Background: Shoulder narrowing by clavicle bone reduction is an effective procedure in body feminization efforts. The most important components of the procedure are how much bone to remove and what type of bone fixation should be used to support it as it heals. Patients understandably focus on how much bone is to be removed as in the end the aesthetic effects of the procedure are directly related to the bone length removed.
When I first started performing shoulder narrowing surgery the initial bone removal lengths were 2cms. As the procedure has evolved greater lengths are being done and the typical bone removed now for most is 2.5cms per side. While such lengths of bone removal is effective for all patients, not all patients are the same height or have the same length of the clavicle bone. Thus in really tall patients (e.g., 6’ or more) would 2.5cm length removal has the same effect as, for example, someone at 5’6” tall. One would presume and, as a result in these taller patients I have pushed the amount of clavicle bone removal up to 3cms.
The interesting question from the opposite perspective is how far could you go in bone removal until it would create a problem as every aesthetic procedure when pushed to the ‘extreme’ will encounter complications.The two potential complications with ‘extreme’ clavicle bone removal are: 1) an inability to get the two cut ends of the bone together intraoperatively and 2) shoulder range of motion limitations after surgery. The orthopedic literature speaks to the second one with clinical evidence from unrepaired clavicle fractures that greater than 30% loss of clavicle length adversely impacts shoulder range of motion to some degree. Using a typical clavicle length of 15cms it would then take 4.5cms of bone removal to create this problem…a length that is significantly beyond the amount that is removed.
Case Study: This tall female (6’3.5” or 192 cms) presented for shoulder narrowing surgery. Given her height the plan was to remove at least 3cms of bone length per side.

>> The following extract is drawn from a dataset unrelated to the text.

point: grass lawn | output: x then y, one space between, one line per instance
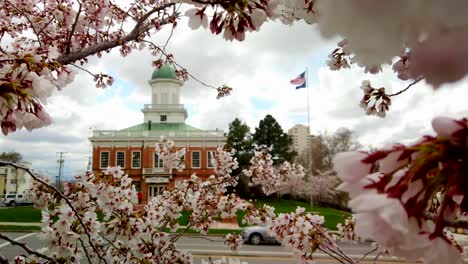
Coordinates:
8 228
332 216
20 214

Under general anesthesia and through the typical supraclavicular incisions 3.25cms of bone length was marked and removed. The two bone ends were put together using a 7 hole 3.5mm superior plate with 7 bicortical screws per side and a 2.5mm 4 hole anterior plate with bicortical screws.
Her immediate intraop shoulder width changes were apparent as expected.
When see one week later in the vertical position her shoulder width changes were better appreciated.
Her postoperative x-rays showed good clavicle bone alignment with solid fixation.
While I used various types of bone fixation for clavicle osteotomies her case presented several important considerations in which ‘maximal’ bone security was needed. Between being tall with long arms and having 3cms of bone removed the movement of the arms may place greater stress on the osteotomy site. She was also from an eastern European country and came for surgery by herself…all factors which potentially is a higher risk of complications due to the need for travel as well as having to do more to take care of herself. Because the additional plate is in an anterior position it has no risk of visibility so the added insurance to provides has negative tradeoffs.
Case Highlights:
1) Larger amounts of clavicle reduction bone removal should be done in taller patients.
2) With larger shoulder reduction movements double plate fixation of each osteotomy site may be prudent to lessen the risks of potential complications.
3) Taller patients may also have thicker cross-sectional diameters of the clavicle so longer screws may be needed for complete bicortical screw fixation.